Si la Society of Authors, en sa qualité d'organisation, restait neutre sur la question du Brexit, elle envisageait évidemment la suite des événements une fois la décision prise, qu'elle soit en faveur d'un oui ou d'un non. Nicola Solomon, directrice de la Society of Authors, expliquait ainsi à ActuaLitté que, même si le Royaume-Uni quittait l'Union, le travail se ferait toujours de manière rapprochée avec l'Union européenne et l'international.

 

« C'est dans l'intérêt de tout le monde de disposer d'un droit d'auteur unifié, et, à la Foire de Londres, nous avons pu entendre à nouveau à quel point le commerce international est compliqué avec un droit d'auteur différent dans chaque pays », soulignait ainsi Nicola Solomon.

 

"Cet impact est encore inconnu"

 

Dans un communiqué, la Society of Authors vient de rappeler toute sa détermination à poursuivre la lutte pour les droits des auteurs, au-delà d'une simple perspective locale. « La décision prise par le Royaume-Uni de quitter l'Union européenne déclenche déjà des changements importants sur la situation politique, économique et constitutionnelle du pays », annonce la SoA. « Ces changements auront sans aucun doute un impact sur les membres des organisations d'auteurs du Royaume-Uni.

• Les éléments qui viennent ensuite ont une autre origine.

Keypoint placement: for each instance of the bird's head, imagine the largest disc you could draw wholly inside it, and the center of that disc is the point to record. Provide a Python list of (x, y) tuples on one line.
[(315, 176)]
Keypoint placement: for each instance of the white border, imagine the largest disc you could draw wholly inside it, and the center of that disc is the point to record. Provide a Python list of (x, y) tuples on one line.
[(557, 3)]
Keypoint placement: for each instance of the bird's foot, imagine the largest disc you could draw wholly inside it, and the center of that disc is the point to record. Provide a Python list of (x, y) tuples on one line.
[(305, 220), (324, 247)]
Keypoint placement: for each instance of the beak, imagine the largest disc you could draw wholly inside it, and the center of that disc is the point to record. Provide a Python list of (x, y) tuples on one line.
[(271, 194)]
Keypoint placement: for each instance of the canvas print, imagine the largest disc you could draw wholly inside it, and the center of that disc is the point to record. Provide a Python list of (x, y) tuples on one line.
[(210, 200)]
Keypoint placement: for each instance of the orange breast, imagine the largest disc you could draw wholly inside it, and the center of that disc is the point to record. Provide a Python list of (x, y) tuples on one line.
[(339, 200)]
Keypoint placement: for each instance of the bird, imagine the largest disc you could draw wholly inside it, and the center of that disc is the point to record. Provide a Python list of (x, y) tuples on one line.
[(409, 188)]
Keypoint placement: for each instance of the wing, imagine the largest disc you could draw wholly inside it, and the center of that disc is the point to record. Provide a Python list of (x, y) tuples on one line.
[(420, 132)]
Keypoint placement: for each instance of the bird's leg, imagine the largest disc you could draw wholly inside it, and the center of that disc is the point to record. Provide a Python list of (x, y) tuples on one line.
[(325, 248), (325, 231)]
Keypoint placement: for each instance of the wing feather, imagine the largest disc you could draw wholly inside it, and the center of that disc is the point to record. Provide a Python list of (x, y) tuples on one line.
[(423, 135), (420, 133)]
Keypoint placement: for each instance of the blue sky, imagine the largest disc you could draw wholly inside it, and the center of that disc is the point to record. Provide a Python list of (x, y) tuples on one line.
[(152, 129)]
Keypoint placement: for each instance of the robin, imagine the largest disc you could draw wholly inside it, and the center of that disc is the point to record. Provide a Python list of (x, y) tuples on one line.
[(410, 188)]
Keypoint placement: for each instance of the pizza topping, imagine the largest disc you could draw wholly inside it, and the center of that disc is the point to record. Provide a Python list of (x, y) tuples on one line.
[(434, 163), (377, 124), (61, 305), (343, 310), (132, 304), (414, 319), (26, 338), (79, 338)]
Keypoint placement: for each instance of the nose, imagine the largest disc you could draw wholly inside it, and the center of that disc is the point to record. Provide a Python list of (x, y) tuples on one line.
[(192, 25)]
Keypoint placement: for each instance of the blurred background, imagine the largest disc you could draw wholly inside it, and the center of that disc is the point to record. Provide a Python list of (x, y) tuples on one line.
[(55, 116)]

Cet impact est encore inconnu. »

 

Le message est adressé à la Fédération des associations européennes d'écrivains (European Writers' Council, EWC), qui représente environ 160.000 auteurs qui écrivent dans une quarantaine de langues. Il est cosigné par l'Authors’ Licensing and Collecting Society (ALCS, société de gestion collective britannique) et la Writers’ Guild of Great Britain (qui représente les auteurs de Grande-Bretagne).

 

« Nous sommes tous Européens », a répondu la Fédération des associations européennes d'écrivains dans un message signé par le président de l'organisation Nick Yapp, la secrétaire générale Miriam Diocartz et le conseil d'administration de l'organisation. « Pour l'EWC, tous nos membres sont égaux, qu'ils fassent partie de l'Union européenne ou non », a ajouté l'organisation.

 

Le versement de la compensation au titre du droit de prêt à l'ALCS n'est en rien modifié par la décision du Royaume-Uni de quitter l'Union, a immédiatement indiqué la société de gestion collective. L'autre préoccupation concerne les subventions de l'Union européenne, notamment celles versées pour la traduction d'œuvres. Ces subventions restent ouvertes aux auteurs britanniques pour le moment, mais la Society of Authors indique qu'elle recherche une solution pour garantir « qu'elles resteront disponibles ».

 

Stephen Lotinga, PDG de la Publishers Association, qui représente les éditeurs britanniques, assure que l'association « va travailler avec ses membres pour s'assurer que leurs intérêts sont protégés et que leurs inquiétudes seront prises en compte alors que le gouvernement entre à présent dans les négociations autour du départ du Royaume-Uni de l'Union européenne ».